Which brings us to "Being There," the 1979 comic fable written by Jerzy Kosinski, based on his novel, and directed by Hal Ashby. Like its two famous predecessors, the movie follows the exploits of a man of humble means misconceived as one of enormous authority. The film is subtitled in the promos "A Story of Chance," and so it is. Would that we were all so lucky.

"Being There" has for many years been special to me personally. For one thing, it´s a serious comedy classic that enormously impressed me the first time I saw it in a theater and one that continues to impress me today. For another, it was the last great film Peter Sellers made after giving us a lifetime of notable accomplishments like "The Ladykillers," "The Mouse That Roared," "Lolita," "Dr. Strangelove," and, of course, the Pink Panther series. It´s a shame he had to end his career with the appalling Fu Manchu debacle, but "Being There," his second-to-last film, more than compensates. And for yet another thing, "Being There" was the first prerecorded video tape I ever owned, a gift from my wife along with a brand spanking new Sony Betamax, circa 1981. The tape is only just now being bumped from my collection.

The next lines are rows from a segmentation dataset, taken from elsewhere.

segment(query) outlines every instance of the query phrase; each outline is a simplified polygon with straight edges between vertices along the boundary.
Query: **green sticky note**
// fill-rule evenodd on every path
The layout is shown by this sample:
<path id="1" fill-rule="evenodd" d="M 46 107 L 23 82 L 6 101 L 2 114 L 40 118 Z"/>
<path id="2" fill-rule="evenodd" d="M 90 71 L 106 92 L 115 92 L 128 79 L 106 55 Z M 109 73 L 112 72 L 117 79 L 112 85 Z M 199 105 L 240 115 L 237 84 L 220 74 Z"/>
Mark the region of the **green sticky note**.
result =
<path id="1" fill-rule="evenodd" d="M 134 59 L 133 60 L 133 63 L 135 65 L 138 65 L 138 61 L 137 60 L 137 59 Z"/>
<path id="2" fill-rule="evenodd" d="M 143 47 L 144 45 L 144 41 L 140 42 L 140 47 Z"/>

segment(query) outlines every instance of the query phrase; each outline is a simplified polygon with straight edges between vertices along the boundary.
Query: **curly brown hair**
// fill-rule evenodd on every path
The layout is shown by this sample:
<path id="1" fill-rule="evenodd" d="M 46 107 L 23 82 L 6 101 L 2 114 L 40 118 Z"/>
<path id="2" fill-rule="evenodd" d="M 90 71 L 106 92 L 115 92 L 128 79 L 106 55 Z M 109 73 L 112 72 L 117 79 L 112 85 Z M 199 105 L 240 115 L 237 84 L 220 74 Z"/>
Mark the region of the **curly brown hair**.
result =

Sellers stars as a simpleminded gardener named Chance, an idiot savant of gardening, really. He has worked in the same house in Washington, DC, for the same man his entire life, never leaving the confines of the home´s walls or gardens. He has no relatives and no background beyond his existence as a gardener, the only thing he ever remembers doing. He is middle aged, distinguished looking, always elegantly dressed in his master´s best suits. Being a simpleton, Chance is devoid of much understanding of the goings on around him, and devoid of much feeling, too. Above all, he enjoys watching television. In his tiny filament of brain, TV is his only reality, yet he is wholly indiscriminate in what he watches. He is unable to do as much as read or write.

Imagine his dilemma when the old man dies, leaving him penniless, alone, and virtually helpless in the world for the first time in his life, with no one to look after him and nowhere to go. Lawyers for the old man´s estate throw him out on his ear. Dressed in his finest clothes, he wanders the streets of Washington aimlessly for a while until, fortune would have it, he gets lightly bumped by a car. Not just any car. A limousine belonging to Eve Rand (Shirley MacLaine), the wife of the richest and most powerful man in the country, Ben Rand (Melvyn Douglas). Eve insists Chance come home with her and let the Rands´ personal physician (Richard Dysart) tend to his injury. Mystified by it all, Chance does so. When she asks him his name, he tries to mutter "Chance, the gardener," but it comes out sounding like "Chauncey Gardener." And so begins one of the shrewdest and most touching sociopolitical satires in movie history.